MARK PADILLA: Thank you. It seems like there is one more question here for Bernal. Try to make it brief because we are in our last couple of minutes here. Are there unique challenges that we should be aware of for unaccompanied minors as it relates to provision of care? Are the risk concerns for youth seeking asylum magnified?
BERNAL CRUZ: Yes. We could spend an hour talking about this, I will be very brief. I think we are not entirely been made aware of the challenges are. As you may know, the unaccompanied children population is a population that for all intents and purposes, is a secret population. There is not really access to the data. I happened to be in a very privileged position in that way. I have very strict directives do not talk about that today.
But what I can say is that unaccompanied children will exit the programs under the custody of the federal government currently. They will enter our communities and there is where actually I think a lot of the problems begin. They begin after a certain period of honeymoon, if you will. Their adjustment period is rather difficult, especially for this population. I think there's a stigma attached to an unaccompanied child, even within the population of migrant and other migrant children.
I think the other important think that anybody working with this population needs to understand is this continuum that exists on this idea of trauma. Where we need to reconsider the definition. When we talk about trauma, we are really talking about the propensity or the potential to experience trauma after exposure to an event. That is to say, an event in itself, does not constitute that a person is traumatized. When we do that, we are looking at a person from the place of deficit, rather than from a place of open-mindedness. People can have post-traumatic growth, people can have enhanced resilience as a result of their experiences. I think to simply assume that a person who is underage and traveled to this country by themselves, is now damaged by virtue of the traumatizing things that happened to them, is a disservice entirely.
So just trying to keep an open mind about what that really means, ultimately. Thank you.
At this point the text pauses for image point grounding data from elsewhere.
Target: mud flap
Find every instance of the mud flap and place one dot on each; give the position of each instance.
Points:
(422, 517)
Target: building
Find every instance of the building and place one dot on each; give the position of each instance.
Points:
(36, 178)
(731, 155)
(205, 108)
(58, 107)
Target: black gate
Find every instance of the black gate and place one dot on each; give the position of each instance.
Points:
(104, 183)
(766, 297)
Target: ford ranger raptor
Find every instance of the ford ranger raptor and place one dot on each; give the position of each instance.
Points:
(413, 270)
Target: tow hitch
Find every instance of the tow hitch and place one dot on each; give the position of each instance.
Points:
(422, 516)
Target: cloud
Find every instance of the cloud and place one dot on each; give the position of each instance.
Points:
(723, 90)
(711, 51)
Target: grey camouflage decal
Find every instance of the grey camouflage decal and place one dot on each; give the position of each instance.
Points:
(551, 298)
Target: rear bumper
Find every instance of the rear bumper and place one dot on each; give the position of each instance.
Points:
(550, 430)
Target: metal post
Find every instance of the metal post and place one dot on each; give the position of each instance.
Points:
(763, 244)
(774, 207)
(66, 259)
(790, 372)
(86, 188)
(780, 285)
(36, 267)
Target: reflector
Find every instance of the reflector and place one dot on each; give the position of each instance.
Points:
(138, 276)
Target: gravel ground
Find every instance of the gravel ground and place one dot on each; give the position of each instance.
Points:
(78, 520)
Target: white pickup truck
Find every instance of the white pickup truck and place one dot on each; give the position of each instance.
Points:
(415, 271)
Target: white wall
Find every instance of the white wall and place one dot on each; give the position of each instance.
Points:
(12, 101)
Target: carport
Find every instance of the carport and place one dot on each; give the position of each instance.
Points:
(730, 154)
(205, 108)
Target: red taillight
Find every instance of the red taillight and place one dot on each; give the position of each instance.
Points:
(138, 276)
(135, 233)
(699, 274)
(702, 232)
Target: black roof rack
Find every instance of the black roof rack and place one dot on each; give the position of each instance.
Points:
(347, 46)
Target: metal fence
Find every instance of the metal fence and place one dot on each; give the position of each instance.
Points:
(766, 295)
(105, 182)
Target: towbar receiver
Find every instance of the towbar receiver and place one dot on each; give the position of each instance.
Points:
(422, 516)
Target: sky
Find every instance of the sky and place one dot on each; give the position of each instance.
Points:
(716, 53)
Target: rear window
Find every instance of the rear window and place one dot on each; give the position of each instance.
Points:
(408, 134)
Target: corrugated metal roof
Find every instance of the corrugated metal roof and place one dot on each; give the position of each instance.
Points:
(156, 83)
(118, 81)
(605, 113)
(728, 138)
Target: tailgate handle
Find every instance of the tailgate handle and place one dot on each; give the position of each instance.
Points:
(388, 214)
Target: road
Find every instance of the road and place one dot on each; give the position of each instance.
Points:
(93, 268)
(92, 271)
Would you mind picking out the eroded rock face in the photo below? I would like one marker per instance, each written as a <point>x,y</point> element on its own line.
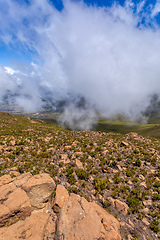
<point>33,227</point>
<point>79,219</point>
<point>25,214</point>
<point>39,189</point>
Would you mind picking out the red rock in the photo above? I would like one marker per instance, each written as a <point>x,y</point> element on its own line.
<point>39,189</point>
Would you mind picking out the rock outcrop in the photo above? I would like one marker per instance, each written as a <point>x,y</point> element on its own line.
<point>29,209</point>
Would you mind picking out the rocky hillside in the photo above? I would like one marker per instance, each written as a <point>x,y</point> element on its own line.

MARK PADILLA: Thank you, that was a great note to end on. Thank you both so much for your insights and wisdom in this discussion. I think we are moving on now to day one wrap up with Holly, if you are ready.
Agenda Item: Day 1 Wrap Up
HOLLY CAMPBELL: Thank you very much, that was a wonderful discussion. I thought I would thank everyone who is still here with us. I really appreciate you staying until the end. I think we had a real treat in the last 45 minutes.
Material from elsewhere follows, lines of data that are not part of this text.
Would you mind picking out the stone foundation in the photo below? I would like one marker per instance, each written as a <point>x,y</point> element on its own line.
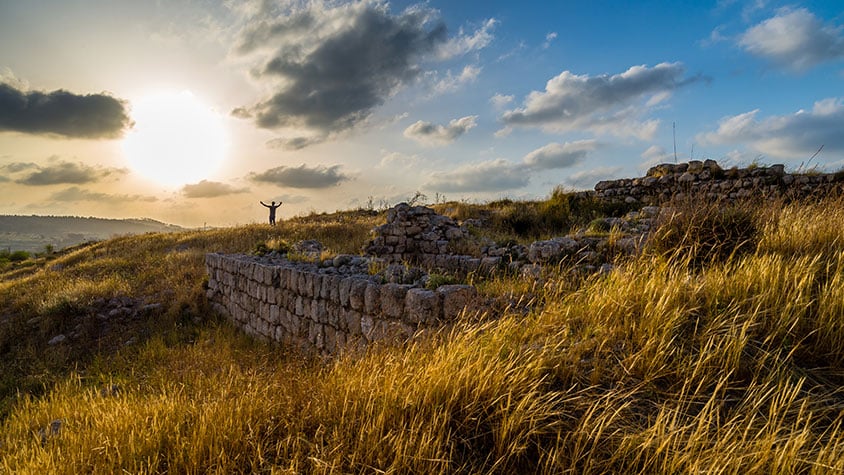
<point>323,309</point>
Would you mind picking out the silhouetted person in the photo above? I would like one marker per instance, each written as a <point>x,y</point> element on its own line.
<point>272,206</point>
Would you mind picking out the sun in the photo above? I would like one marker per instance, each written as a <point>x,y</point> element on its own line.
<point>175,139</point>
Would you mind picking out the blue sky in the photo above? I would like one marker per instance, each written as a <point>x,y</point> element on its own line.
<point>330,105</point>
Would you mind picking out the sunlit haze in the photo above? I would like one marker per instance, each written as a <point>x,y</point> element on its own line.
<point>192,112</point>
<point>175,139</point>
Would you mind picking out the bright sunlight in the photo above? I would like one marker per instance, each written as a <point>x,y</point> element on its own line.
<point>176,139</point>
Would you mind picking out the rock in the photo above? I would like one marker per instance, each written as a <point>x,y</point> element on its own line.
<point>455,298</point>
<point>56,340</point>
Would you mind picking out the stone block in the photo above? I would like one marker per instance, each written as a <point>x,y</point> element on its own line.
<point>357,294</point>
<point>392,299</point>
<point>422,306</point>
<point>455,298</point>
<point>344,289</point>
<point>372,299</point>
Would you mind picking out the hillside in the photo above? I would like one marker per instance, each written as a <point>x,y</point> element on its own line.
<point>710,351</point>
<point>33,233</point>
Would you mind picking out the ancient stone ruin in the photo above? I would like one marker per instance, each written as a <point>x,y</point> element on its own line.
<point>325,307</point>
<point>707,180</point>
<point>353,301</point>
It was a wonderful day, we had a wonderful plenary opening, that set the stage for the whole meeting. We've a series of talks highlighting various forms of mobility and the drivers of different forms of health. And three wonderful talks describing methods to model and understand mobility and all of its dimensions. Finally, this wonderful discussion about our humanness and ensuring that we hear and include the voices of all, to ensure equity and inclusion in research and information exchange. I learned so much from the last panel discussion, thank you.
I hope you can join us tomorrow. We start an hour earlier, 11 AM, Eastern time. See you then, thank you.